9.2: Dealing With Time-Related Threats and Order Effects

Cards (11)

  • What is the purpose of controlling time in a research study?
    By controlling the time from one treatment condition to the next, a researcher has some control over time-related threats to internal validity. Shortening the time between the treatments can reduce the risk of time-related threats. This technique can often increase the likelihood that order effects will influence the results.
  • Counterbalancing
    In a withion-subjects design, a procedure to minimise threats from order effects and time-related factors by changing the order in which treatment conditions are administered from one participant to another so that the treatment conditions are matched with respect to time.
  • What is the goal with counterbalancing?
    The goal is to use every possible order of treatments with an equal number of individuals participating in each sequences. It disrupts any systematic relationship between time and the order of treatment conditions, and thereby eliminates potential confounding from time-related threats or order effects
  • What is the relevance of counterbalancing and order effects?
    Counterbalancing is usually discussed in terms of order effects; order effects can change individual scores and means, but when a design is counterbalanced the changes do not influence the mean differences between treatments; thus, the order effects do not threaten the internal validity of the study.
  • What is the value of counterbalacning a within-subjects design?
    It prevents any order effects from accumulating in one particular treatment condition; instead, the order effects are spread evenly across all the different conditions so that it is possible to make fair and unbiased comparisons between treatments.
  • What are two disadvantages of counterbalancing?
    1. It can distort treatment means; however, this distortion is not important.
    2. Counterbalancing adds the order effects to some of the individuals within each treatment, but not to all of the individuals; thus, the differences between scores are increased within each treatment, which adds variance.
    3. The assumption that order effects are symmetrical is not always justified. It is possible that one treatment can produce more of an order effect than another treatment.

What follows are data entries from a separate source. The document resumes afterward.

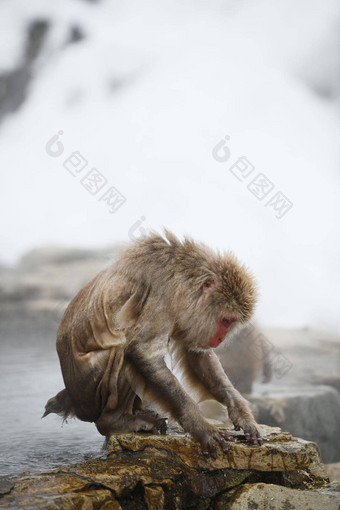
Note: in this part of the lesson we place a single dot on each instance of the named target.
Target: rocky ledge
(142, 471)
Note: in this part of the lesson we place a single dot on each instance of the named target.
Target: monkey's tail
(60, 404)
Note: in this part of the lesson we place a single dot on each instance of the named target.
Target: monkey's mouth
(221, 332)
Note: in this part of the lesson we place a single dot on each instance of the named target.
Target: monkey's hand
(207, 368)
(208, 439)
(245, 421)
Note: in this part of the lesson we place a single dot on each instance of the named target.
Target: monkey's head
(217, 295)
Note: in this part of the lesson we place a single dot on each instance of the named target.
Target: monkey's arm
(164, 388)
(207, 368)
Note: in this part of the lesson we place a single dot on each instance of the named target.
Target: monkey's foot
(154, 422)
(251, 432)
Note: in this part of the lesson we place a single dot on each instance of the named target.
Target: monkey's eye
(228, 320)
(208, 285)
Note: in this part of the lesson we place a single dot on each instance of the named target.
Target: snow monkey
(161, 295)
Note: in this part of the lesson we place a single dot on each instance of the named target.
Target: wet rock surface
(169, 471)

  • Complete Counterbalancing
    In within-subjects design, using a separate group of participants for every possible order of treatment conditions. With n = different treatment conditions and n! = different orders.
  • What is the idea behind complete counterbalancing?

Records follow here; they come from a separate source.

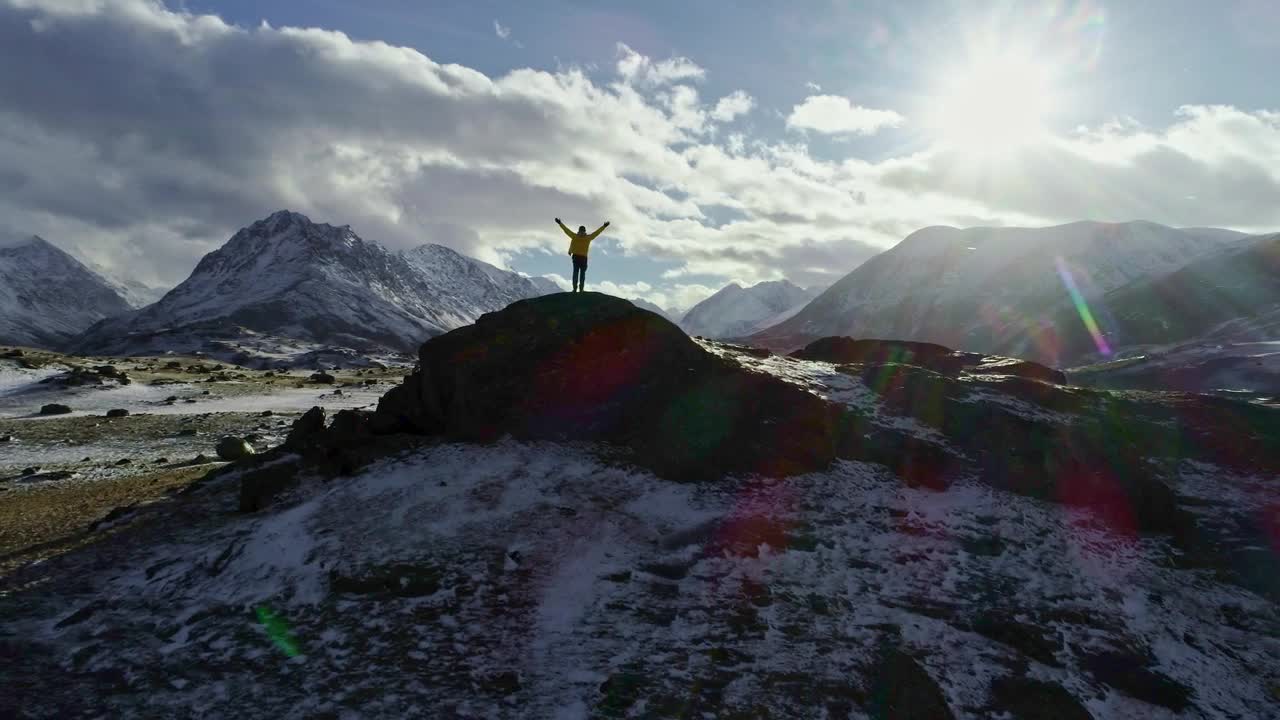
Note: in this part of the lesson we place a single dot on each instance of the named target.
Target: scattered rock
(590, 367)
(309, 425)
(1130, 674)
(1028, 698)
(115, 514)
(233, 449)
(937, 358)
(903, 688)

    The idea behind this is that a particular series of treatment conditions may create its own unique order effect. To completely balance said effects, the research design should use every possible ordering of treatment conditions.

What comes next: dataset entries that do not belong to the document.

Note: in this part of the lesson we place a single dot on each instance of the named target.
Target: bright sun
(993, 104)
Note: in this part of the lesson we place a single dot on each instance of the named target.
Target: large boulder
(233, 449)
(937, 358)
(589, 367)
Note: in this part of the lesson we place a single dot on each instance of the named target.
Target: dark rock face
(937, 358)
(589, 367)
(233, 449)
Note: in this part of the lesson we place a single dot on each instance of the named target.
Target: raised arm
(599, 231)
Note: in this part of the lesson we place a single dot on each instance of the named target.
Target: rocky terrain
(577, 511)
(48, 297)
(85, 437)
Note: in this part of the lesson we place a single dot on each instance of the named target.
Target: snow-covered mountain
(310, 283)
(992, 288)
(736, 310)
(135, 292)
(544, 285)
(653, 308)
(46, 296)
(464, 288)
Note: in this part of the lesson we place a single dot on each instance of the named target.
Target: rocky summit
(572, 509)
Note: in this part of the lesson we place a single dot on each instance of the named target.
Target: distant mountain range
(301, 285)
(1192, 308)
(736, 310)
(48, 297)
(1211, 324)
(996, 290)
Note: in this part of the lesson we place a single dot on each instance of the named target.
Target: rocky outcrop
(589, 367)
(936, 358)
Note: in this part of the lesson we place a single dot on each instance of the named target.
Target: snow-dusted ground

  • What is the issue with complete counterbalancing?
    The issue is that the more treatment conditions there are, the more participants are needed for each treatment conditions.
  • Partial Counterbalancing
    A system of counterbalancing that ensures each treatment conditions occurs first for one group of participants, second for one group, third for one group, and so on; but does not require that every possible order of treatment conditions be used.
  • What differentiates partial counterbalancing to complete counterbalancing?
    Partial counterbalancing uses enough different orderings to ensure that each treatment condition occurs first in the sequence for one group of participants, occurs second for another, third for another and so on; first group receives treatment A first, another group receives A second, another grup receives B third, etc. Each of the other treatments appears once in each ordinal position.